Saying the emphasis is on the words is not to say the production lacks passion or physicality. It has both in good measure. The violence of death is particularly well enacted-Caesar, Cinna the Poet, Cassius, Brutus.There is an economy in the acting that allows the action to speak for itself in all its horror. The spare nature of the costumes also works to emphasise the physicality of the characters, their reality as individual human beings, since heads and hands stand out far more against a plain ground. Each gesture and expression becomes magnified which, although there is sometimes too much gesturing, enables small details of personality to become evident. This is particularly seen in Cassius’s reaction to Caesar’s remarks to Antony in Act 1 scene ii.
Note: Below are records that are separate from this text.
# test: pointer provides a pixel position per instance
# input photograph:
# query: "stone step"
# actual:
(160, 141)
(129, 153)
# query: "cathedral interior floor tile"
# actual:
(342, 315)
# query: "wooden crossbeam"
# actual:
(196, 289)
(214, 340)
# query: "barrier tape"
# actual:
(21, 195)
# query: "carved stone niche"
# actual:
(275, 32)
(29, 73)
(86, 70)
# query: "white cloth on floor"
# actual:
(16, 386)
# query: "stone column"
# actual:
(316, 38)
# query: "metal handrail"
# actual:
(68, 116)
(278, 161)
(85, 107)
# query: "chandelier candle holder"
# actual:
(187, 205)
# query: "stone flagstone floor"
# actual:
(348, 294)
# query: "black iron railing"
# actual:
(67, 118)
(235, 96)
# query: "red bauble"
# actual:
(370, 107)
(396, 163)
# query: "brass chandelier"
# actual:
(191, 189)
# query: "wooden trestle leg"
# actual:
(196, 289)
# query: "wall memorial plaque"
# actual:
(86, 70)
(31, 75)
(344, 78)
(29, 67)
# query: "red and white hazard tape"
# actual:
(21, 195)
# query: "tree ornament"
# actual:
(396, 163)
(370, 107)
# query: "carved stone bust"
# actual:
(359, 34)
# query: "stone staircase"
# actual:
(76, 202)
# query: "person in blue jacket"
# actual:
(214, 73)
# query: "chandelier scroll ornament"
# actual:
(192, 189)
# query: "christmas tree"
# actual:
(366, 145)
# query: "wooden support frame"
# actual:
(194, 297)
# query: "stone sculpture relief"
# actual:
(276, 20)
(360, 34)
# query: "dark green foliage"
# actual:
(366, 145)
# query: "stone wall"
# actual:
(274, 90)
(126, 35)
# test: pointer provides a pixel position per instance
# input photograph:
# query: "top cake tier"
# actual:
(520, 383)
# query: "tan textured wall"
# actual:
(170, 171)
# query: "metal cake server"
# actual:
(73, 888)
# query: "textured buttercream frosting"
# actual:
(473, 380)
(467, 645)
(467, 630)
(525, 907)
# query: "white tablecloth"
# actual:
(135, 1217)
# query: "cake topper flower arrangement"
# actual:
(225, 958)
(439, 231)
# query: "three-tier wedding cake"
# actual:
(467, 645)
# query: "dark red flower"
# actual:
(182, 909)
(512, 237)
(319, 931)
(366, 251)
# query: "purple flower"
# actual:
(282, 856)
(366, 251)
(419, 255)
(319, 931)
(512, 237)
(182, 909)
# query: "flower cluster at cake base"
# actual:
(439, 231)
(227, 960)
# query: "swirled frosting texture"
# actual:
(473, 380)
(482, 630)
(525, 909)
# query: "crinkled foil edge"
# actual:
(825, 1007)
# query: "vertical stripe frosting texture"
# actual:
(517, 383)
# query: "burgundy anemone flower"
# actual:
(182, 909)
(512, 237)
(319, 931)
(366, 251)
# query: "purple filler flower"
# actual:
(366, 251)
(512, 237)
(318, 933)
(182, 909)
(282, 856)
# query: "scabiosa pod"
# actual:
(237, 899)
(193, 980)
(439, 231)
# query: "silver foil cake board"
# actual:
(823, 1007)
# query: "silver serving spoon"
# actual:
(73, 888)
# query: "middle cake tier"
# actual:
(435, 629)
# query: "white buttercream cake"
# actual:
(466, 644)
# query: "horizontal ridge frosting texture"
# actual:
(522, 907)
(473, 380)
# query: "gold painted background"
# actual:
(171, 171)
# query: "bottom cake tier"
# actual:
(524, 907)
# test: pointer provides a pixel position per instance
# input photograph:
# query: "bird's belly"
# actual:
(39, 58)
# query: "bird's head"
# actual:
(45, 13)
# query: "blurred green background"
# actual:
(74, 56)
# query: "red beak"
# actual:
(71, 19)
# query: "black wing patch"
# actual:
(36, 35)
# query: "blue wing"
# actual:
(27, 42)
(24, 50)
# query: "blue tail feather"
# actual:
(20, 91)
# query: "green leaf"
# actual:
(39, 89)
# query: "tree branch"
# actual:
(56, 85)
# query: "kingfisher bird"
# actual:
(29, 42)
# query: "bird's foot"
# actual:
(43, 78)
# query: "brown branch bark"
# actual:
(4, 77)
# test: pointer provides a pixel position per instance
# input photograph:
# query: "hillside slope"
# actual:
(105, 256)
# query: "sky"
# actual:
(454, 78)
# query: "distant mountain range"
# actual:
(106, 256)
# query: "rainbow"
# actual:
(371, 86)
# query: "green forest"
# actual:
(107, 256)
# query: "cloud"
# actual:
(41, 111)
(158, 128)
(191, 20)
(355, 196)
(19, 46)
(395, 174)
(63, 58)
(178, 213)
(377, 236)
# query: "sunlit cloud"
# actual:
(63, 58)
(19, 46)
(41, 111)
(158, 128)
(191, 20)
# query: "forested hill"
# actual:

Causing Caesar to speak deliberately loud enough for Cassius to hear him here and showing Cassius’s seething make real the antagonism between them which is an important part of the plot.
Cassius is played as a moody and passionate character with a temperament shifting between choleric and melancholic. His calculating side is played down and he consequently becomes a more sympathetic character. This comes across especially well in Act4 scene iii, the best scene in the production. The argument between Brutus and Cassius is brilliantly done. It is heartfelt and totally believable. The relationship probably worked best at the preview performance when Brutus was played as less passionate (than on the Thursday night) and so contrasted more with the emotional Cassius. In this performance Brutus’s outburst against the Poet comes as a shock and merits Cassius’s ‘I did not think you could have been so angry’. Brutus’ tragedy is poignantly underlined by the imaginative use of dead Portia to sing the song in Act IV, Scene III. The beauty of the song as sung by her emphasises what Brutus has lost. It is a momentary flame of brightness in a very dark place.
One of the most memorable moments in this production is the funeral of Caesar. Having members of the cast around the audience screaming at the orators means the audience become part of the mob – a scary and powerful experience.
This is a really well thought-out rendering of ‘Julius Caesar’ with a lot of strong performances. Particularly noteworthy are the comic timing of Daniel Hill as Casca, the passionate portrayal of Cassius by Andrew Berriman, and the agony of Brutus depicted by Robert Icke.